Spurensuche aus der Luft

Neben Pinsel und Schaufel nutzen Archäologen neuerdings modernste Technik: sogenannte Archaeocopter. Eine Erzgebirgerin lernt das Fluggerät zu fliegen.

Annaberg-Buchholz.

Ein spezielles Fluggerät, Archaeocopter genannt, surrte bei den jüngsten Grabungen von Archäologen über dem Baufeld des früheren Franziskanerklosters in Annaberg-Buchholz. Zum Team der Experten neben dem Landesamt für Archäologie Sachsen gehörten auch die Piloten am Joystick des Mehrflüglers: Wissenschaftler der Hochschule für Technik und Wirtschaft Dresden (HTW).
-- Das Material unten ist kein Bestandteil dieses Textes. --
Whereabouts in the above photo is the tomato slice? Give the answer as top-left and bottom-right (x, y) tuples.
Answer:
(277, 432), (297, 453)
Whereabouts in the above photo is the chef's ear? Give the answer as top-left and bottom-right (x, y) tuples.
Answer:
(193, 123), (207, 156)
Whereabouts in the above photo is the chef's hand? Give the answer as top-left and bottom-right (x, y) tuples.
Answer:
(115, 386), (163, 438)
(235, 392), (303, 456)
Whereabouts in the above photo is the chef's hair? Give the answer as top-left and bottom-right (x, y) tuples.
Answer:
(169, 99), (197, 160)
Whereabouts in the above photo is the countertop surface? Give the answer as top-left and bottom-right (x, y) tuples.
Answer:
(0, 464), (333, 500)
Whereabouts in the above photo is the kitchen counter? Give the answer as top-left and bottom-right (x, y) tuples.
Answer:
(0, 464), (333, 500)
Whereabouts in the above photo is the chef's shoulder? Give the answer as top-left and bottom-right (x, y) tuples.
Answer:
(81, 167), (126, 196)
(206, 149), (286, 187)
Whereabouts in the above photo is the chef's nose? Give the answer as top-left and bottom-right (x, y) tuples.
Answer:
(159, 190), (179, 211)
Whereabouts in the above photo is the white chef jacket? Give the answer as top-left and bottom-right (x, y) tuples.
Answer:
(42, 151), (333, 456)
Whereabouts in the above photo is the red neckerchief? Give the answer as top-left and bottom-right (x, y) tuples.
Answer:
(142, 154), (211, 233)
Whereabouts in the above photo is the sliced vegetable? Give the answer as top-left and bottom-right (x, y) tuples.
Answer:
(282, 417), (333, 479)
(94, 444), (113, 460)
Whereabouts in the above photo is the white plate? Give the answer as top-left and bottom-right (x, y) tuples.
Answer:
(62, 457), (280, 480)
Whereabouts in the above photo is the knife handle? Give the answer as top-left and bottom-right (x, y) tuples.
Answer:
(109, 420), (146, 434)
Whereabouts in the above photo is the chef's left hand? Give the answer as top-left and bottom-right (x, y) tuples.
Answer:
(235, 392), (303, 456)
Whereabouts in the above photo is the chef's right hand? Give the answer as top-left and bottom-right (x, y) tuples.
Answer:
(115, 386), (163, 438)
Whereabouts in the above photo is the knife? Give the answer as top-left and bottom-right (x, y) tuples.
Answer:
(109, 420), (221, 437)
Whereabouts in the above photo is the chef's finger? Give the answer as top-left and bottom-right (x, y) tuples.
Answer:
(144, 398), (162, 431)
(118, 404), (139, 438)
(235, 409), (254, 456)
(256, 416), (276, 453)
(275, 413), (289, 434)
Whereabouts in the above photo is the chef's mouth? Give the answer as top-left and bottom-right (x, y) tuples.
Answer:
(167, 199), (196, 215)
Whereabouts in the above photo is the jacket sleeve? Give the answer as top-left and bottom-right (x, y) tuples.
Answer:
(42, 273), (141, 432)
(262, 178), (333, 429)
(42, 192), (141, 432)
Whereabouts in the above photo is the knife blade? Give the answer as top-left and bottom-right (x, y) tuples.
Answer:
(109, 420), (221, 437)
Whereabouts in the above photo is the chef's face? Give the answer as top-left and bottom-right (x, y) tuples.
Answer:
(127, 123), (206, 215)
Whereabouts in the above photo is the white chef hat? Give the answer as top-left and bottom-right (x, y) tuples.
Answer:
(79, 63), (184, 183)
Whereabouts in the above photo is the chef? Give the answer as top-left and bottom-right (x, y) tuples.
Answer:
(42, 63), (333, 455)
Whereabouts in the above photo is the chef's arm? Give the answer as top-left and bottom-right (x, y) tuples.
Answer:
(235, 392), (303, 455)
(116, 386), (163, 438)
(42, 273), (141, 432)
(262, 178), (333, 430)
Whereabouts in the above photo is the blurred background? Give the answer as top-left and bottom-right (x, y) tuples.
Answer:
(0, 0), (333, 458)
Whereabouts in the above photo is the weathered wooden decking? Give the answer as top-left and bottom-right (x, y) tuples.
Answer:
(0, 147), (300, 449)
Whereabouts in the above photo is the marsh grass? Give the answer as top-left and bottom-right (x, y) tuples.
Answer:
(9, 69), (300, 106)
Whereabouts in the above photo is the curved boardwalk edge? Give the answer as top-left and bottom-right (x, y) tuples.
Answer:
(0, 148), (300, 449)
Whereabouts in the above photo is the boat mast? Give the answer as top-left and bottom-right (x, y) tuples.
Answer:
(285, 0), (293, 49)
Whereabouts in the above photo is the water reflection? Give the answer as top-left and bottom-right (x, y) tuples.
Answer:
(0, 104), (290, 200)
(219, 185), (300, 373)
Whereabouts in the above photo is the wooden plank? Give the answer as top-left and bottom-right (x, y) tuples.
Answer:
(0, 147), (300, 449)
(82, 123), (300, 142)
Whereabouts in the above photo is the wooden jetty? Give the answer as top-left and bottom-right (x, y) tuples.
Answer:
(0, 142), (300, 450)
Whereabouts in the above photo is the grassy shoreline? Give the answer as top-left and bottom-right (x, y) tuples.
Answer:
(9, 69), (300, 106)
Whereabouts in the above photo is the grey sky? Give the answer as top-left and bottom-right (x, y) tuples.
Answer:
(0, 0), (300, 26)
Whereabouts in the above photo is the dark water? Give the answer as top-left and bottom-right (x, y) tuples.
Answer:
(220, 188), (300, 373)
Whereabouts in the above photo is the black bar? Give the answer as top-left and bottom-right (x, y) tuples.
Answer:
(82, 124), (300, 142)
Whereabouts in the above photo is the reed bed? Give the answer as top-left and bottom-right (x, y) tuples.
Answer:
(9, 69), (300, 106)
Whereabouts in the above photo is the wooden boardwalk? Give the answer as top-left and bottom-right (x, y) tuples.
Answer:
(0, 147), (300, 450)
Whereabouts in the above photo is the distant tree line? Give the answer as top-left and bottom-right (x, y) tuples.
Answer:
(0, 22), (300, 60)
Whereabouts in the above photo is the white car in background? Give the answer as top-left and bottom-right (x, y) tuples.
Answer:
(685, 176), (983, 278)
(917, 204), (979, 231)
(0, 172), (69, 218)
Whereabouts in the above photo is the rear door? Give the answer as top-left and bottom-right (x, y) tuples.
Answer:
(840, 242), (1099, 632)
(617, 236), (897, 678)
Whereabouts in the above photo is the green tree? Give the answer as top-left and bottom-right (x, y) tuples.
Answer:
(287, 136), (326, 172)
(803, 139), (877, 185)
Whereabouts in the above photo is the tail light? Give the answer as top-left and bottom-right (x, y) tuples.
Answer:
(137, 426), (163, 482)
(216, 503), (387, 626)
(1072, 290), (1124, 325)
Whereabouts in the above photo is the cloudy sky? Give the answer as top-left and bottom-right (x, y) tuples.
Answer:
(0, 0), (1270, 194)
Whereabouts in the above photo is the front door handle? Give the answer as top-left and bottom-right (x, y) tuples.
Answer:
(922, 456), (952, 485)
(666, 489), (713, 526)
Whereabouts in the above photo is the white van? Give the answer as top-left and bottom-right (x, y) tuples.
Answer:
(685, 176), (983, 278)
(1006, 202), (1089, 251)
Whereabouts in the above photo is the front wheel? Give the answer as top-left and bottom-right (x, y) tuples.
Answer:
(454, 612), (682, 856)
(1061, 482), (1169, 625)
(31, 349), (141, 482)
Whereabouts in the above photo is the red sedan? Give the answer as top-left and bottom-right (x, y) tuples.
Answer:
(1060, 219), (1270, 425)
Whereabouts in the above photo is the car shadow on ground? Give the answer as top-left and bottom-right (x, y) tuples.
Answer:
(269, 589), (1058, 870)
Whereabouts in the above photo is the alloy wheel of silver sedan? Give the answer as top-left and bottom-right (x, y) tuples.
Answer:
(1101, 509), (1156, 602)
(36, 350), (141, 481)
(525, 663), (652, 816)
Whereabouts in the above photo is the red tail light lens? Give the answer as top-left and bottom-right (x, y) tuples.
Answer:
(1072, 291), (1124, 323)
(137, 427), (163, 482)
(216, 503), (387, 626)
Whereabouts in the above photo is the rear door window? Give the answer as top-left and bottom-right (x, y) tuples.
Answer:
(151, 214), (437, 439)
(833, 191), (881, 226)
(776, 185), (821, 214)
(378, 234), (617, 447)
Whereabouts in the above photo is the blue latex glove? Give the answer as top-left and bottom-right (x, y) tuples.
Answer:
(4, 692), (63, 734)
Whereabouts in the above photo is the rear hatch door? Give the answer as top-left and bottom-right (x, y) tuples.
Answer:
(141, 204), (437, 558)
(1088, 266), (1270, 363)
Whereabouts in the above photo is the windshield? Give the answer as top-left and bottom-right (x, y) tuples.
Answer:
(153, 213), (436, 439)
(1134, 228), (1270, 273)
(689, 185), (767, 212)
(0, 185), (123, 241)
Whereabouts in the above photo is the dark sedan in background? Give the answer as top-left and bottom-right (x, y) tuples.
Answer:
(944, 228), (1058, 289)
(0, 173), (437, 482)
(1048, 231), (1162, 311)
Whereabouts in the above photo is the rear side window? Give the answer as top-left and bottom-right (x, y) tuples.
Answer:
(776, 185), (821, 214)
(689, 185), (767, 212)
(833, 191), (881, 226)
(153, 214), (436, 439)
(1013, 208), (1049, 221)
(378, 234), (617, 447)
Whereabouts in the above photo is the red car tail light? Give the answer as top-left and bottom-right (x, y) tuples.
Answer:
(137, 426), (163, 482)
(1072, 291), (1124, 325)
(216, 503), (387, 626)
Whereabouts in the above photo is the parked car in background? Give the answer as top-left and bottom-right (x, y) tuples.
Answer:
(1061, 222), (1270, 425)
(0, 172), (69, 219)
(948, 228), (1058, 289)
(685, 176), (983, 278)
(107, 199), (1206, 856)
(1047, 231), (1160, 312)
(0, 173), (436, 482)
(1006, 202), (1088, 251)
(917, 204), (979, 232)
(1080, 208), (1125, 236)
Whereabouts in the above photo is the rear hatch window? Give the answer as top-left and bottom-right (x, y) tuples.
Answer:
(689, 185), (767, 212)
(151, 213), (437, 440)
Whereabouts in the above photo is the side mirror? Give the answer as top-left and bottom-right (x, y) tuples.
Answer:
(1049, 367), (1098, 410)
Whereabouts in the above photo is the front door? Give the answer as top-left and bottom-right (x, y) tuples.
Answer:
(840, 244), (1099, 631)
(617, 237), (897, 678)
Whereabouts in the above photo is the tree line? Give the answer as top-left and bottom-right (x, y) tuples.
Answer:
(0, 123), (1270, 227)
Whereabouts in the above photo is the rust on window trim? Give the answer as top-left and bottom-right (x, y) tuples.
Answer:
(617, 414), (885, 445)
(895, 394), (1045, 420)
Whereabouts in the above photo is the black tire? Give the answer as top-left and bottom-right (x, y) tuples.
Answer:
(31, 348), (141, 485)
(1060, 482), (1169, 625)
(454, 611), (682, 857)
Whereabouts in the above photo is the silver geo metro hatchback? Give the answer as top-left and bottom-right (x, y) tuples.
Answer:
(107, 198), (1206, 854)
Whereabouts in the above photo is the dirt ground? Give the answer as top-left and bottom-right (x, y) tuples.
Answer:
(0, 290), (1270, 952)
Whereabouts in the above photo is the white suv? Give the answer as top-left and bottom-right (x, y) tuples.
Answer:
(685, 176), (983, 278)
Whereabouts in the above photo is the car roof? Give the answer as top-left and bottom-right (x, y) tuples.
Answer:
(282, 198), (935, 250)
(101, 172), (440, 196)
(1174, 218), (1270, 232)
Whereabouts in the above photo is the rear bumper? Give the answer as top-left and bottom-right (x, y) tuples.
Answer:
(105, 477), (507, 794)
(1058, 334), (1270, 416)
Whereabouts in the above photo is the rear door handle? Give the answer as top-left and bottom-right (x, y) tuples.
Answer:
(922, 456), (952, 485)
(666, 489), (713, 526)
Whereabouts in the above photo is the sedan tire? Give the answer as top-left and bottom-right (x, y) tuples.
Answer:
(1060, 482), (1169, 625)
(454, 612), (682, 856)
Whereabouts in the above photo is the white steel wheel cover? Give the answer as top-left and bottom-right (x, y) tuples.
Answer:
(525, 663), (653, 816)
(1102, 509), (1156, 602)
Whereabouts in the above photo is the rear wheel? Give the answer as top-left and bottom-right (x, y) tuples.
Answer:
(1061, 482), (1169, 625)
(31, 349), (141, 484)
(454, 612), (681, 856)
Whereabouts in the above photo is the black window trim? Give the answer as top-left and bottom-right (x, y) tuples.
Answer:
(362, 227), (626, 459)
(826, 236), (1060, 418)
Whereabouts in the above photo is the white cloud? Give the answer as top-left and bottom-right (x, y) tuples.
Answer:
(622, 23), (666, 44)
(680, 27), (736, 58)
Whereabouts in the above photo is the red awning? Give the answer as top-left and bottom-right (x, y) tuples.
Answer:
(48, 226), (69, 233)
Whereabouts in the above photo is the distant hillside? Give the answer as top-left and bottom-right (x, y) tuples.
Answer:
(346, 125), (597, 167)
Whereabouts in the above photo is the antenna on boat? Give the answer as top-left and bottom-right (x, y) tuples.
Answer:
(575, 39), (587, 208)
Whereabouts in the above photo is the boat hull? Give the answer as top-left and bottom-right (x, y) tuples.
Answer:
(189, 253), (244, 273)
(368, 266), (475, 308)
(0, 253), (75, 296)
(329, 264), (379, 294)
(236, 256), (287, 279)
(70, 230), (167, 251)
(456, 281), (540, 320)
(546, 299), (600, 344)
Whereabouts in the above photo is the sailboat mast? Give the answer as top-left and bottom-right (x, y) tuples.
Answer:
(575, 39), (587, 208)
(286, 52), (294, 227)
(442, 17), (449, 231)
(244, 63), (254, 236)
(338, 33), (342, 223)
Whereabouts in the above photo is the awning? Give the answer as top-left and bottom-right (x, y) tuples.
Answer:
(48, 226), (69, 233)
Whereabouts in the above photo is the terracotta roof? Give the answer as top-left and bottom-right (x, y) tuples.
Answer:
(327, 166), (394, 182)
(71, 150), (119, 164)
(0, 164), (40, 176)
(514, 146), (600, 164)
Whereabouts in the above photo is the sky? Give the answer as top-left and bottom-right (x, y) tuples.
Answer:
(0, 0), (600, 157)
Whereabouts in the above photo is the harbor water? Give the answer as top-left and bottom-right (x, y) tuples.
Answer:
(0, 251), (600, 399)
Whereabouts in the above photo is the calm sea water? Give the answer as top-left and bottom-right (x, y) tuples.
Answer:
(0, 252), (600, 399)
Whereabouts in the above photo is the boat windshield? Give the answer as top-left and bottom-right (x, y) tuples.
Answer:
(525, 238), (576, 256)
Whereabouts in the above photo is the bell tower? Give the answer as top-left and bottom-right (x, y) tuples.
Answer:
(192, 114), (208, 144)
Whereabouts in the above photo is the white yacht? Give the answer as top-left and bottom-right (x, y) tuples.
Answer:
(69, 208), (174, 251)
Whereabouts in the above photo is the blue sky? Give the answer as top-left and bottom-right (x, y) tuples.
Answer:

Die Forschungsarbeit an historischen Überresten in der Bergstadt war dabei eine der Ausbildungsstationen für Sara Terkawi. Im Zuge ihres 2013 begonnenen Studiums der Geoinformation und Vermessung absolviert die Annabergerin die Ausbildung zur Archaeocopter-Pilotin. Eine Qualifizierung, die bundesweit allein die Dresdner Einrichtung anbietet. Die Flugtätigkeit der Erzgebirgerin wurde von einem Fernsehteam des Norddeutschen Rundfunk begleitet. Der Bericht ist Teil der ARD-Sendung "Hightech in der Archäologie - buddeln war gestern".

"Das Berufsbild ist für mich wahnsinnig interessant, weil es sich so abwechslungsreich darstellt. Es ist die Verbindung aus Geografie, Informatik und Technik, es bietet die Einsatzmöglichkeit in vielen Berufen, vom Umweltschutz bis hin zur Fernerkundung, also der Auswertung von Satellitenbildern", sagt die 22-Jährige.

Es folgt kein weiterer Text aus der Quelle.